Pourquoi est-ce important pour les bibliothèques?
Je l’ai souvent dit ici, les bibliothécaires sont particulièrement bien placés pour faire des recommandations et pratiquer l’art de la sélection commentée. Nous sommes souvent perçus comme indépendants et cultivés, ce qui est vrai, nous devons donc être des recommandeurs actifs! Les listes commentées sont des dispositifs de médiation particulièrement efficaces pour se repérer dans les contenus culturels. Une sélection de liens hypertextes sans image, même commentée a une affordance très faible, personne n’a envie de la consulter alors qu’elle peut-être très pertinente! La sélection prend tout son sens lorsqu’elle est illustrée et composée de liens embarqués. Une sélection ce n’est finalement rien d’autre qu’un titre, un descriptif et un ensemble de liens augmentés de leurs métadonnées, embarqués ET commentés.
On peut dire que la sélection est un dispositif au coeur d’une démarche de médiation numérique. Par exemple, le site SensCritique regorge de sélections permettant de trier les œuvres pour construire un jugement de goût ou tout simplement appréhender rapidement un domaine documentaire. Quels sont les bonnes séries à voir en ce moment? Quels sont les meilleurs albums jeunesses de l’année 2015? Regardez par exemple le top des listes de SensCritique. J’ai toujours beaucoup aimé l’usage de la notion d’Éclaireur sur ce site. Et si les bibliothécaires étaient eux-mêmes des éclaireurs et/ou en facilitaient l’émergence?
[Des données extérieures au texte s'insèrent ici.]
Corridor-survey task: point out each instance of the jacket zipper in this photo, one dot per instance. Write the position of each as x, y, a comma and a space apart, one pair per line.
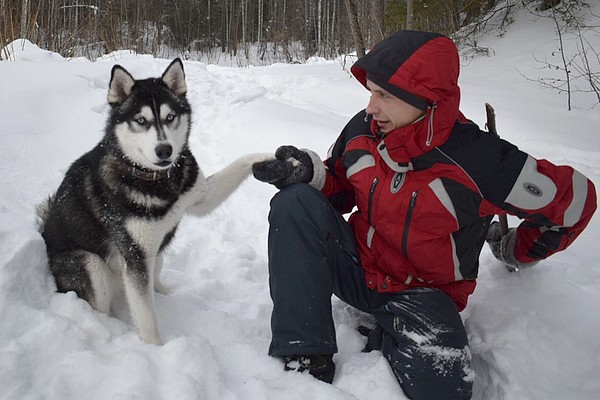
371, 195
411, 207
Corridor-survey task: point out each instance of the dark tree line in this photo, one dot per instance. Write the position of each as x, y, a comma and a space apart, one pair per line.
277, 30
Voici quelques sélections que j’aime bien :
Rien de tel que les sélections à condition qu’elles s’appellent autrement que « les coups de coeur des bibliothécaires« … Le titre de la sélection et le fait qu’elle soit affordante et commentée, qu’elle permette d’appréhender une valeur ajoutée est particulièrement important. C’est ce qui distingue un dispositif de médiation numérique d’une étagère virtuelle dans un catalogue de bibliothèque, même illustrée des couvertures de documents, la plupart du temps mal titrée et sans commentaires pertinents. De plus en plus de liens embarqués, c’est à mon sens une très bonne nouvelle, mais tout dépend de la manière dont ces liens sont conçus… s’il est nécessaire de passer par des tiers, c’est une tendance dangereuse. Si au contraire les développeurs du libre s’en emparent alors ne nous privons pas! Si votre bibliothèque a un blog thématique qui utilise wordpress, il devient possible de faire de belles listes de liens commentées sans passer par Storify ou un plugin dédié ou un autre service tiers. Voilà pourquoi il me semblait important de vous signaler l’importance des sélections de liens embarqués dans une démarche de médiation numérique.